Bear in mind that this means that any given language has to translate, by some handy line counting with wc -l:

This means translating:

  • 3105 strings for the julialang on Transifex site
  • 21k lines from the .md files in the manual
  • 4.7k from the DevDocs
  • 1.8k from the stdlib
  • 5.5k Docstrings for functions

So about 35k lines in total, per language - whilst keeping track of updates and modifications.


Efforts already underway:


#2

What are your thoughts about (and is it at all possible) using something like Goggle translate to automatically translate everything to all the available languages, flag it as auto-translated, and allow the humans to correct it as they move along, again, flagging it as translated?
The advantage would be two-fold: you’ll have everything somewhat readable in all the languages really fast, it should be easier for the translators to correct Google’s effort than to start from fresh.
Just a thought.


#3

To do this we would need these tools integrated with Documenter.jl. If that is does, then there’d also be the nice side effect that package documentation could be translated as well. However, the issue is that the infrastructure doesn’t exist yet.


#4

This is Korean translation tools and here is the result


#5

Most mature translation platforms (Crowdin, Translatewiki, Transifex, etc.) already support machine translation as a way to pre-fill translations, along with additional helpers (glossaries to ensure a consistent nomenclature, per-string discussions, language fallback chains, translation memory to reuse existing translations of similar content, contextual metadata to resolve ambiguities, etc.) so here’s no need to reinvent the wheel – just integrate one of these platforms with the documentation workflow. But of course, I’m not claiming that’s an easy task…


#6

What is the roadmap for adoption?


#7

In addition about the tool used for Korean translation,
juliakorea/translate-doc has included a script to find the recent changes of the documents in Julia repository.
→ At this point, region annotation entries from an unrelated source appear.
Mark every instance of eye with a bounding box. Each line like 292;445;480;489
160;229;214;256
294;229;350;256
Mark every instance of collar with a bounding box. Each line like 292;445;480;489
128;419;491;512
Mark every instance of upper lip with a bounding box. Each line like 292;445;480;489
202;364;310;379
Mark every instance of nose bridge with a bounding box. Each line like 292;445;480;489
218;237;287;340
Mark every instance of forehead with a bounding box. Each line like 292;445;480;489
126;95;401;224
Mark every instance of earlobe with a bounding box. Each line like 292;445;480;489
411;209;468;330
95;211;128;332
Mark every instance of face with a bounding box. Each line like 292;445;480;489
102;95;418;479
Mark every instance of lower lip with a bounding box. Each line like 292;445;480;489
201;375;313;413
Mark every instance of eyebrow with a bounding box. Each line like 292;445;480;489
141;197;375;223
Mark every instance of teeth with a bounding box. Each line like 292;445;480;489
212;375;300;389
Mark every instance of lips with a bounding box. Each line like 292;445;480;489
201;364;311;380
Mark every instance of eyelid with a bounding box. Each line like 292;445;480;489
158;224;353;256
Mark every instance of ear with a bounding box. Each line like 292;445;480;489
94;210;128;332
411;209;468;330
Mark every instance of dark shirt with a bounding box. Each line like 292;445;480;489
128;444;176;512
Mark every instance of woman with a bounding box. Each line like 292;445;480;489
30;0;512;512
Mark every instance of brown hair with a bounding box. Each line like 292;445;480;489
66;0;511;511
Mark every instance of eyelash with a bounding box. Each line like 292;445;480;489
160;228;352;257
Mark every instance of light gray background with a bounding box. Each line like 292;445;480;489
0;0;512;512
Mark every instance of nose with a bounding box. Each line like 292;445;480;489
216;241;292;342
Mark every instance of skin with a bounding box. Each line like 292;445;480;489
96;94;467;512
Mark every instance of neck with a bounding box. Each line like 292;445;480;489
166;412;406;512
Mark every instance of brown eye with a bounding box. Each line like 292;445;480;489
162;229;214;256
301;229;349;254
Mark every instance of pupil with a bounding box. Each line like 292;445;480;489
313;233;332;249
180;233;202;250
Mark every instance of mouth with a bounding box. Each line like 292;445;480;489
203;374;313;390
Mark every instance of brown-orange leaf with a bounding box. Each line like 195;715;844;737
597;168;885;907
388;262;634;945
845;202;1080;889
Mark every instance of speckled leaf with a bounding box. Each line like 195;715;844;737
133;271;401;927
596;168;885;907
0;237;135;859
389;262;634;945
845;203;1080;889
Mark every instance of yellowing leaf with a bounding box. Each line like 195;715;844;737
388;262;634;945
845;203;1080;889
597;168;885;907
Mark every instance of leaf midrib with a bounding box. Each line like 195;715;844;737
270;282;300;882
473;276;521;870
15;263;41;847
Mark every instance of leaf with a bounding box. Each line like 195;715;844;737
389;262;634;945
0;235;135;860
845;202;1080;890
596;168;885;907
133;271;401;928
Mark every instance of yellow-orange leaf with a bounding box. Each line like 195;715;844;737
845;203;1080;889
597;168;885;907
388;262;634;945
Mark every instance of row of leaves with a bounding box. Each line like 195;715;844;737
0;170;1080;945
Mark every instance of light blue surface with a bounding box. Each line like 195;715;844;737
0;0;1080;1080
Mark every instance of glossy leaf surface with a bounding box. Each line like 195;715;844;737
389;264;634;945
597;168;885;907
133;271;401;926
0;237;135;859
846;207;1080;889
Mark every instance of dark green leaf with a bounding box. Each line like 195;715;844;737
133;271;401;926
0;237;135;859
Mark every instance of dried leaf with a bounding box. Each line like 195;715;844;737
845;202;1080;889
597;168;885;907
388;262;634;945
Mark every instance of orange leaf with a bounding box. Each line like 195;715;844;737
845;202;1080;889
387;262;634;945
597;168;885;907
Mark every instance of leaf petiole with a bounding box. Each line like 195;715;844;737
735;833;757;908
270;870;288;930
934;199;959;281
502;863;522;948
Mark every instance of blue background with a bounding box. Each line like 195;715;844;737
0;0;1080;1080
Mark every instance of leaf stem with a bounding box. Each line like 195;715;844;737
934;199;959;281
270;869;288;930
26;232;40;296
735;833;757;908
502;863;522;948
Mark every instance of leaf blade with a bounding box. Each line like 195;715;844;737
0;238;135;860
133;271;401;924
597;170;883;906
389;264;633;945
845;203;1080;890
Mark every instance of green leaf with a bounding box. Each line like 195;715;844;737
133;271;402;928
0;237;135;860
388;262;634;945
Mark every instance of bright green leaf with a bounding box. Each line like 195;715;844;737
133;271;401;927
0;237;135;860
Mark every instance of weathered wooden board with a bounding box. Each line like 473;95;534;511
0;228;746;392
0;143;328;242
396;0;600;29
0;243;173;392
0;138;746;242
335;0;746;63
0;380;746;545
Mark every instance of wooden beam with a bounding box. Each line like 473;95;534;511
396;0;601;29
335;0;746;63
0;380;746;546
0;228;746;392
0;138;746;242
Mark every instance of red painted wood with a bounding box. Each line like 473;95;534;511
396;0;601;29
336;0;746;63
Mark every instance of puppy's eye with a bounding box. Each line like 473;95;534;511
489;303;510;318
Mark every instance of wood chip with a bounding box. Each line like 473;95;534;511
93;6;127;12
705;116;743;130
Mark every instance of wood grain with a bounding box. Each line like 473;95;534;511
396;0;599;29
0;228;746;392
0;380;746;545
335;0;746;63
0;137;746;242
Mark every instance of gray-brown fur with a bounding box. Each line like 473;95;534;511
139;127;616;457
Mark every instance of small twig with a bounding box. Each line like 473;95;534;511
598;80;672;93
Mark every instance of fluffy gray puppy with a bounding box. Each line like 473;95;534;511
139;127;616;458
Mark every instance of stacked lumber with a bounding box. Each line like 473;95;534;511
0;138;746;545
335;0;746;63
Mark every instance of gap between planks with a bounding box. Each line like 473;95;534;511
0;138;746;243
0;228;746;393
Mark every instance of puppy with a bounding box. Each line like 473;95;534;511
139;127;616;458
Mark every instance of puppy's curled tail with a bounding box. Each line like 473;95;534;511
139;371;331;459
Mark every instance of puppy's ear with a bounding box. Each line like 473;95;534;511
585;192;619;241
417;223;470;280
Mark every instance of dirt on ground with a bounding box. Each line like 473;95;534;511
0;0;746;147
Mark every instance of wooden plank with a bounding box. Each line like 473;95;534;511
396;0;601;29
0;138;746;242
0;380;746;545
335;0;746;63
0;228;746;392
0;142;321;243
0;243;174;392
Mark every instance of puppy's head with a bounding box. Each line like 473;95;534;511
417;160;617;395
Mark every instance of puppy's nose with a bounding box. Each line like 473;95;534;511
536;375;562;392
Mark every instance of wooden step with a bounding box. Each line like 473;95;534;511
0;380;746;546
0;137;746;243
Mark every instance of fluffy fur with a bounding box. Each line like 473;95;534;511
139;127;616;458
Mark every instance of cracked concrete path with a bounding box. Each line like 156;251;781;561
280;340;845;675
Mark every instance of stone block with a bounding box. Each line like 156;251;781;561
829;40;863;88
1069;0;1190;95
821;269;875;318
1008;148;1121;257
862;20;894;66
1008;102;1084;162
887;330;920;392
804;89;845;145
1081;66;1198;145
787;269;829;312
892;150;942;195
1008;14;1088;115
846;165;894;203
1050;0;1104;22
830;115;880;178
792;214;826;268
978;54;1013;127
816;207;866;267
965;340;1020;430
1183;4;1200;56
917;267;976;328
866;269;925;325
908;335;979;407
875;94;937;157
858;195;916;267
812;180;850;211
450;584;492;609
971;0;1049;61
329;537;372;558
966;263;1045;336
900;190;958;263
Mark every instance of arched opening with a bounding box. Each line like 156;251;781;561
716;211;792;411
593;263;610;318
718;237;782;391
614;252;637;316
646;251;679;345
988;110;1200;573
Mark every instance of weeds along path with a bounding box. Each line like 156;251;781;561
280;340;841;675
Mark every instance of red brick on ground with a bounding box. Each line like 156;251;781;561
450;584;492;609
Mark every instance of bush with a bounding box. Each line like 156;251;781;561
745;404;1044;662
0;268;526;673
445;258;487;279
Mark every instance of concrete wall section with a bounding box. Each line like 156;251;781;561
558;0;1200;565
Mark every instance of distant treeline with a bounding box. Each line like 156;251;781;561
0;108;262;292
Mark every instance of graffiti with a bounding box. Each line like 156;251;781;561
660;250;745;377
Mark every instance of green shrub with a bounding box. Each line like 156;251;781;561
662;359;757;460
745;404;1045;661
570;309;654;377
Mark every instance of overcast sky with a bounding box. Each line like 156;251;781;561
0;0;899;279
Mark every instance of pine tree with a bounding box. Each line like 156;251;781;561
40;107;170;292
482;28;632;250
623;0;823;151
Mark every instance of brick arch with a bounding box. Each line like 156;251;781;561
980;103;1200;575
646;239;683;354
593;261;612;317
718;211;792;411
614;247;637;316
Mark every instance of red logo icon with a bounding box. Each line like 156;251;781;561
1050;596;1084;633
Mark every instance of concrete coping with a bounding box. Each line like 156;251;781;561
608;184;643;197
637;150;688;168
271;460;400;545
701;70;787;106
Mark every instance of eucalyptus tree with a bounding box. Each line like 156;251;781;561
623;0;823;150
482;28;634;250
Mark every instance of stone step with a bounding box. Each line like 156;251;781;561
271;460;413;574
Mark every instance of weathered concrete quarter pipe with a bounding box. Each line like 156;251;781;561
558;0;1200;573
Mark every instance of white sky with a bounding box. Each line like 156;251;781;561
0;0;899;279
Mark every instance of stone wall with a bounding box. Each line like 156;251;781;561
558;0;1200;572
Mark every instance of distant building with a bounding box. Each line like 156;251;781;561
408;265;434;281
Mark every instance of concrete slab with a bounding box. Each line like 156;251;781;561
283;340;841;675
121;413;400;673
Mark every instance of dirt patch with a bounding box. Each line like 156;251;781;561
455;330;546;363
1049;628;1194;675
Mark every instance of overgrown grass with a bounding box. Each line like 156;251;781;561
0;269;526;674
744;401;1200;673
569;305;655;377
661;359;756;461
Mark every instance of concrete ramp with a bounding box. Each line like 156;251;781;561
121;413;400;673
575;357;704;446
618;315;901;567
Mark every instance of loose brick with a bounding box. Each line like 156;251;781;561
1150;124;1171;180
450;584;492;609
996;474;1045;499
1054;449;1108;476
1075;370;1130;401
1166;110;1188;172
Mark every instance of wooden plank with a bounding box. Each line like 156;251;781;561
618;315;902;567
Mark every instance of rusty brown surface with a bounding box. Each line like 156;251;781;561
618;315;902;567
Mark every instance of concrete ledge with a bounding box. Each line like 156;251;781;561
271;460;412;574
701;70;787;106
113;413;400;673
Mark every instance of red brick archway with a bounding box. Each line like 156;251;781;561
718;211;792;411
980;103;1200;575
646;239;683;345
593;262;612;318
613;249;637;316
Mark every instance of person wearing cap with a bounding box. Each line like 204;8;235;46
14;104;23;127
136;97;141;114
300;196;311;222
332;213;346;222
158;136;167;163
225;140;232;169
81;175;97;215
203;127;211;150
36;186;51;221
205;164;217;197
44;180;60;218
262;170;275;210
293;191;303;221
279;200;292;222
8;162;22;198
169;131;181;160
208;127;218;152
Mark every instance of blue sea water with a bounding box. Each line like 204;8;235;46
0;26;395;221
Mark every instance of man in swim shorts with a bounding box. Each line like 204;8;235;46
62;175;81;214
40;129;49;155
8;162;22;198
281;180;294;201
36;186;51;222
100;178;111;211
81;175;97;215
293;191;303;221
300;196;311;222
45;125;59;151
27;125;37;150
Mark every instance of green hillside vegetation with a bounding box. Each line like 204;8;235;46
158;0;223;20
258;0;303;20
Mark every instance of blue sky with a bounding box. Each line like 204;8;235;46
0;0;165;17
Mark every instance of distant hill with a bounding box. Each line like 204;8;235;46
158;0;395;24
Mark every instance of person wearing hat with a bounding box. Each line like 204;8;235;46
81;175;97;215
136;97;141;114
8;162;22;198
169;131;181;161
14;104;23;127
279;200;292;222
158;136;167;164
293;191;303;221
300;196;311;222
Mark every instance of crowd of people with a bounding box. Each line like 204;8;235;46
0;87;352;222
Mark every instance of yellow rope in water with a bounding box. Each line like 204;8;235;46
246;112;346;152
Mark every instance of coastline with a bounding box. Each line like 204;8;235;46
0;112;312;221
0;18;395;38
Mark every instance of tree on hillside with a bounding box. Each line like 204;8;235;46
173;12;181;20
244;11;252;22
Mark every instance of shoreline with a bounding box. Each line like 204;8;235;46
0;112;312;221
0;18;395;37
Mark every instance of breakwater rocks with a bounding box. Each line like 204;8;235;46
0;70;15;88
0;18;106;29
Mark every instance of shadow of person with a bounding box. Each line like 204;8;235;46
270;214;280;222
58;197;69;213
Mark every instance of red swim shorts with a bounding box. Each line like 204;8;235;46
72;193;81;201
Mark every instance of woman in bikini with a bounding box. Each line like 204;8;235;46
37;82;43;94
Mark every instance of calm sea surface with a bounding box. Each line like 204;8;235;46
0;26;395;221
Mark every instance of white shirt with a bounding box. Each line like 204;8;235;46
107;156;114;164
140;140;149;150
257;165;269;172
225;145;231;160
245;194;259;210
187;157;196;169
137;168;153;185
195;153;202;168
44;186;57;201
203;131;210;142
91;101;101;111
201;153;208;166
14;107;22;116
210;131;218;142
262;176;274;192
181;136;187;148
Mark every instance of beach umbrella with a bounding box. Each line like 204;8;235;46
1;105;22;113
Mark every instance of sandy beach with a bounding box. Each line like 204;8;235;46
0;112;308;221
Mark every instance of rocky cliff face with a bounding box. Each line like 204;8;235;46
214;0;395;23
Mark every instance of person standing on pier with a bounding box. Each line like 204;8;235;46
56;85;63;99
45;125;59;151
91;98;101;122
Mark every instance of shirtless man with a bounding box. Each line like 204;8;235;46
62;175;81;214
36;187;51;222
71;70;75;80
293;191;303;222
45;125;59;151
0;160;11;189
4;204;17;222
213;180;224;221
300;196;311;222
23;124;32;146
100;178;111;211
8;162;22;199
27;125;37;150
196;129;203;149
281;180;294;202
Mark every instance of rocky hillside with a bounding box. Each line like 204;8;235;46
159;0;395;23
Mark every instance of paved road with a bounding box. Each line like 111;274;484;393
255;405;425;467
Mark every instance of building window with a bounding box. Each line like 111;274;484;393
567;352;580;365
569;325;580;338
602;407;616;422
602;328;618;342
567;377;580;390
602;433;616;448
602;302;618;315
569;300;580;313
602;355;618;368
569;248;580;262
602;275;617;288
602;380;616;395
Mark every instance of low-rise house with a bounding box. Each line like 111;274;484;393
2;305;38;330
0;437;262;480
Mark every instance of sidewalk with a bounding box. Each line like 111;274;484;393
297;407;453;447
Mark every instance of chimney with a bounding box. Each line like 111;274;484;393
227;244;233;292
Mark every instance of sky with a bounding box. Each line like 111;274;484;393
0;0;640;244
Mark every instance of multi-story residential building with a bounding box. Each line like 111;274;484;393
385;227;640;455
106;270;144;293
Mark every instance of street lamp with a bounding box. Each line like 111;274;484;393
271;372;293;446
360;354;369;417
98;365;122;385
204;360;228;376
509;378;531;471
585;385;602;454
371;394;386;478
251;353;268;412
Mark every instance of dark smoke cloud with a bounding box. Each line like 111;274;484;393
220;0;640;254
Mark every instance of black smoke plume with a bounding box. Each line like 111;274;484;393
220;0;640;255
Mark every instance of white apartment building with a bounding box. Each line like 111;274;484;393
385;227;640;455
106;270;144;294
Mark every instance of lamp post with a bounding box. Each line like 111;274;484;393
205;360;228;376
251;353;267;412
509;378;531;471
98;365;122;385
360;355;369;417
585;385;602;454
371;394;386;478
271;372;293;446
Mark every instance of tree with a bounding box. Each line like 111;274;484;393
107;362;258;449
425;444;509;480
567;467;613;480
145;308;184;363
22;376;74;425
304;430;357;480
If you have any question about the code,
please open an issue in the translate-doc.

thanks!


#8

There was also this effort to translate the docs:

In the beginning the docs used Python’s Sphinx:

image

I think that in order to <humour>take i18n seriously</humour>, we first need to develop a pure julia implementation of -Gettext. Something that can be included in the standard library (not in a package, ie julia’s own strings should be i18n-able too, not just packages), like in python (anything else could be in a I18n package).

This would re-enable the workflow depicted in the image above, and would be the base for everything else, including support in documenter and from there i18n for everyone! :slight_smile:

Basically gettext provides a function that is used to wrap strings intended for translation, thus marking them as translatable, wich in turn allows the compilation of catalogues of this strings in well established formats used by any other i18n software, etc.

Here is a good explanation of how this looks like in real code (python), but I’m sure you can envision how it could be adapted in julia:

The main difference is that in Julia gettext AKA _, would be a non standard string literal macro, ie: _"Translate me!" instead of a function as in any other language I’ve seen it, ie:

from django.utils.translation import gettext as _ # 'universal' convention
_("Translate me!")

– IMHO


#9

There’s also another related Documenter issue.